“You are dreadfully rude,” said Arlee clearly. “You don’t understand at all. I thought you knew better.”
“Ah, I know! Was I not in England and did I not hear men talk—yes, of sisters and wives with bold words and laughter? Not so of our ladies—they are sacred names not to be spoken by another.... But I do not wish to speak of these others of your race. I speak of you.”
“Really, I would rather you would not speak of me.”
“But I wish to tell you.” His voice was no louder; it was even lower, but it took on a note of authority. Arlee was silent, a chill creeping up about her heart—like a rising tide....
“You are a flower upon a height,” he said, and his tones were soft again and gently caressing, “laughing at others because you know you are so high above them, and so proud. The blue of the skies is in your eyes, and the gold of the sun in your hair. You have a beauty that is too bright to be endured—it burns a man’s heart like a flame.... It was never meant to shine in a common field. It must be guarded, revered, adored—a princess upon a height——”
“You have an Oriental imagination,” said Arlee Beecher, and prayed God her voice did not tremble. “I must ask you not to pay me such compliments while I am your guest.”
“No?... Why not?”
“Embarrassment is an emotion rare to find among your ladies—it is the dewy bloom upon your own perfect innocence.... Ah, I wish you spoke my language!

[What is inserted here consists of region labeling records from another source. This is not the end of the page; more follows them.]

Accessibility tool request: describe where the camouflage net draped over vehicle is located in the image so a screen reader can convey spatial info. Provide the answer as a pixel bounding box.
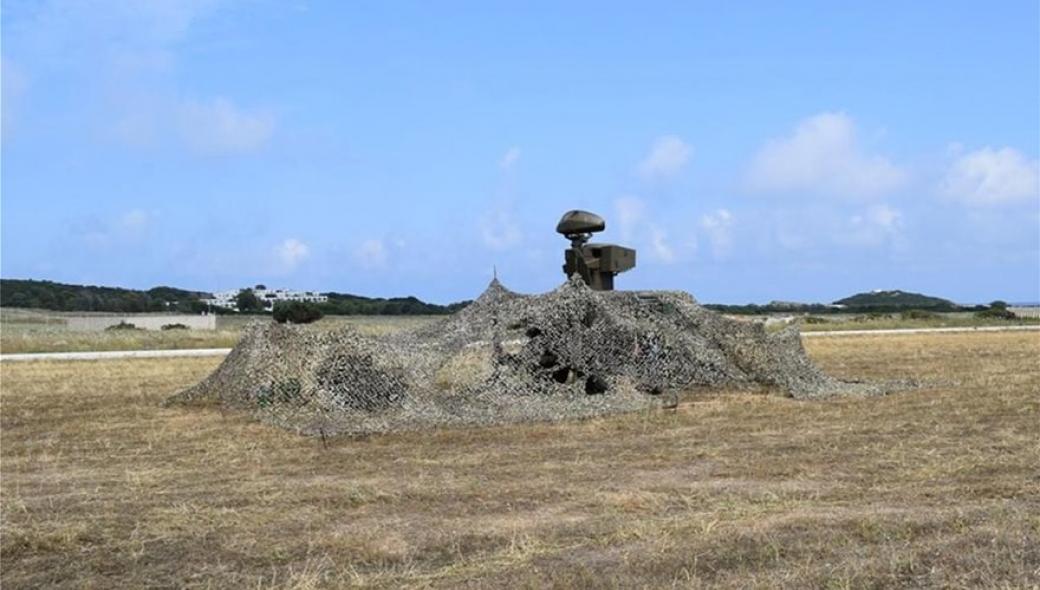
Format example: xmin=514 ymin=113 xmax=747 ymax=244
xmin=167 ymin=277 xmax=882 ymax=435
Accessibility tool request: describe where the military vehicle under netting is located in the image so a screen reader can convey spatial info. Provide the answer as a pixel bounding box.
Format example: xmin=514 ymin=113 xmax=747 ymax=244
xmin=168 ymin=212 xmax=890 ymax=435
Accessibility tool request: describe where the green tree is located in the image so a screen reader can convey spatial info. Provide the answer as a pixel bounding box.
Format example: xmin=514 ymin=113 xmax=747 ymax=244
xmin=274 ymin=301 xmax=324 ymax=324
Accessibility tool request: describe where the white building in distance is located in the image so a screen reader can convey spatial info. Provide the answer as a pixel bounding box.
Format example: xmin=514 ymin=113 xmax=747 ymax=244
xmin=202 ymin=285 xmax=329 ymax=311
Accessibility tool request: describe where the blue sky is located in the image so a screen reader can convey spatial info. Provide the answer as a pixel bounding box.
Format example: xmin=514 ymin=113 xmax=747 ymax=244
xmin=0 ymin=0 xmax=1040 ymax=303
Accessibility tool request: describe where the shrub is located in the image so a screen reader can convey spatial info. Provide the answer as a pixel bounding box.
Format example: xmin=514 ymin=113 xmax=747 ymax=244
xmin=274 ymin=301 xmax=324 ymax=324
xmin=105 ymin=322 xmax=140 ymax=332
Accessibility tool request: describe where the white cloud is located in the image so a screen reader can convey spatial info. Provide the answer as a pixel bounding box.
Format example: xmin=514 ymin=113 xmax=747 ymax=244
xmin=700 ymin=209 xmax=733 ymax=258
xmin=354 ymin=238 xmax=389 ymax=268
xmin=635 ymin=135 xmax=693 ymax=180
xmin=179 ymin=98 xmax=275 ymax=154
xmin=650 ymin=225 xmax=675 ymax=263
xmin=747 ymin=112 xmax=907 ymax=197
xmin=480 ymin=207 xmax=523 ymax=250
xmin=614 ymin=197 xmax=678 ymax=264
xmin=498 ymin=146 xmax=520 ymax=172
xmin=939 ymin=147 xmax=1040 ymax=205
xmin=834 ymin=203 xmax=903 ymax=247
xmin=119 ymin=209 xmax=153 ymax=235
xmin=275 ymin=237 xmax=311 ymax=271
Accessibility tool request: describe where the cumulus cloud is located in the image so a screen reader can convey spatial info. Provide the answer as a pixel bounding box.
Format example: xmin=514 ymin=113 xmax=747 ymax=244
xmin=614 ymin=197 xmax=678 ymax=263
xmin=635 ymin=135 xmax=693 ymax=180
xmin=834 ymin=203 xmax=903 ymax=247
xmin=180 ymin=98 xmax=275 ymax=154
xmin=118 ymin=209 xmax=154 ymax=235
xmin=650 ymin=225 xmax=675 ymax=263
xmin=498 ymin=146 xmax=520 ymax=172
xmin=700 ymin=209 xmax=733 ymax=258
xmin=747 ymin=112 xmax=907 ymax=197
xmin=939 ymin=147 xmax=1040 ymax=205
xmin=275 ymin=237 xmax=311 ymax=271
xmin=354 ymin=238 xmax=389 ymax=268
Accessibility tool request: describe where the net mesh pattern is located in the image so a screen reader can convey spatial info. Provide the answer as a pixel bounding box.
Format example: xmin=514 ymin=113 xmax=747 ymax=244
xmin=167 ymin=277 xmax=884 ymax=435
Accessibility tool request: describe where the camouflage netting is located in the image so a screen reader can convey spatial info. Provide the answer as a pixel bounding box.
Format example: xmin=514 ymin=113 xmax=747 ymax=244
xmin=168 ymin=277 xmax=883 ymax=435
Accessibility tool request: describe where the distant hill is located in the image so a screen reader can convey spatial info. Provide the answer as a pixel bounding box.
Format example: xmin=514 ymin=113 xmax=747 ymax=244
xmin=0 ymin=279 xmax=469 ymax=315
xmin=0 ymin=279 xmax=211 ymax=313
xmin=318 ymin=292 xmax=470 ymax=315
xmin=704 ymin=289 xmax=960 ymax=315
xmin=834 ymin=289 xmax=960 ymax=310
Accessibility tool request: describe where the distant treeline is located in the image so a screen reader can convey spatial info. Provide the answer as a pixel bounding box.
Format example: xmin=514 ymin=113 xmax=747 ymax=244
xmin=317 ymin=292 xmax=470 ymax=315
xmin=0 ymin=279 xmax=210 ymax=313
xmin=704 ymin=303 xmax=973 ymax=315
xmin=0 ymin=279 xmax=469 ymax=315
xmin=705 ymin=290 xmax=973 ymax=315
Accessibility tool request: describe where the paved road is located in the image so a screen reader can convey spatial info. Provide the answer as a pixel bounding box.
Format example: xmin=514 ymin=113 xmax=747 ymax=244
xmin=0 ymin=326 xmax=1040 ymax=362
xmin=802 ymin=326 xmax=1040 ymax=337
xmin=0 ymin=349 xmax=231 ymax=362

I could tell you many things——”
“Your English is excellent,” said the white-faced girl. “Did you learn it at Oxford or before?”
He did not pause for such foolish questionings. “Why do you not wish me to tell you what you are?” he said reproachfully. “Is it because you doubt that I mean it?”
“Because I am not used to such compliments—and I would rather not hear them now. I am your guest and I am very tired. I must go in.”
It was very dark in the garden. And it was still and unutterably lonely. Only the stars burned above them in the heavens; only the light wind of the desert stirred. From the far distance the muffled beat of the tom-tom sounded. Surely, thought Arlee, surely she was dreaming.... This could not be Arlee Beecher, here with this man—this Turk.
“I must go in,” she repeated, with a heightening of assurance.
As he looked down at her for a moment that chill dread seemed to lay its icy hands on her very heart as she glimpsed something of the tumult within his eyes. She had a vision of him as a man capable of all, reckless, impassioned, poised upon the brink of some desperate plunge.... Then the hands of consequences seemed to lay compelling hold upon him; the fire was extinguished; the vision gone like a mirage. His eyes were friendly, his lips smiling, as he bowed to her, in deferential courtesy, to all appearances a gentleman of her world.